Throughout his campaign, Trump proposed policies targeting specific minority groups, such as banning all Muslims from entering the U.S. and building a wall to keep out all the rapey Mexicans. He was also the champion of the “birther” movement, which was nothing more than a racially motivated attack on the country’s first African-American president.
“The campaign that we saw over the last 12 months is very frightening. And there’s been no effort on his part to even temper his comments since being elected,” said outgoing CBC Chairman G.K. Butterfield (D-N.C.). “It’s going to be very contentious, I suspect, if Mr. Trump even follows through on half of his promises during the campaign.”
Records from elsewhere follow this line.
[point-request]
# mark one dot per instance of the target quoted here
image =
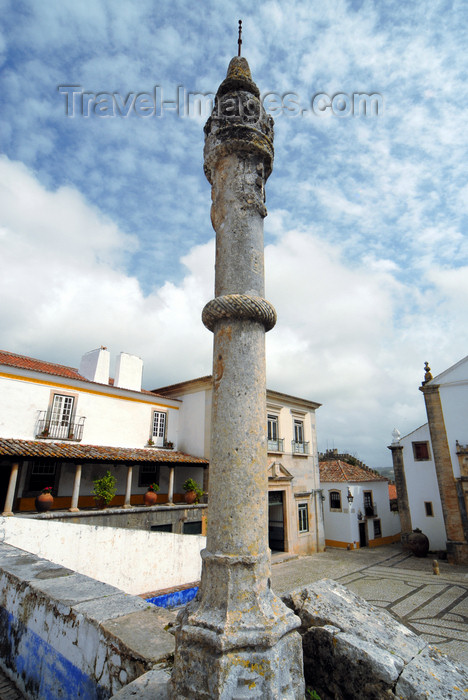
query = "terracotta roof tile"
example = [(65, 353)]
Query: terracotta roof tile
[(67, 451), (336, 470), (24, 362)]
Incoming CBC Chairman Cedric Richmond (D-La.) plans to lay out the CBC’s plan in more detail when he officially takes office on Tuesday. But he says that the people Trump has appointed to his cabinet are highly concerning.
“We speak for vulnerable people, we speak for the disenfranchised — and we take that seriously,” Richmond said. “And those appointments seem to be tone-deaf to sensitivity and to, I think, just common sense.”
At the top of the worrisome list of cabinet appointments are Alabama senator and open racist Jeff Sessions, who is Trump’s attorney general pick, and alt-right hero and former Breitbart bigwig, Steve Bannon, Trump’s senior adviser.
“The appointments should concern not just minorities but all Americans,” said Rep. Elijah Cummings (D-Md.). “When you look at Sessions, I mean he doesn’t have the most stellar reputation for civil rights and voting rights. It’s rough.”
Members of the CBC note that this is a first. Having a battle plan to resist the racist policies of an incoming president is hardly business as usual.
“This is not the normal incoming president,” added Rep. Emanuel Cleaver (D-Mo.). “We had no plan for George Bush. I think Charlie Rangel and John Conyers would tell you they didn’t even have a plan for Richard Nixon. But this is not the norm.”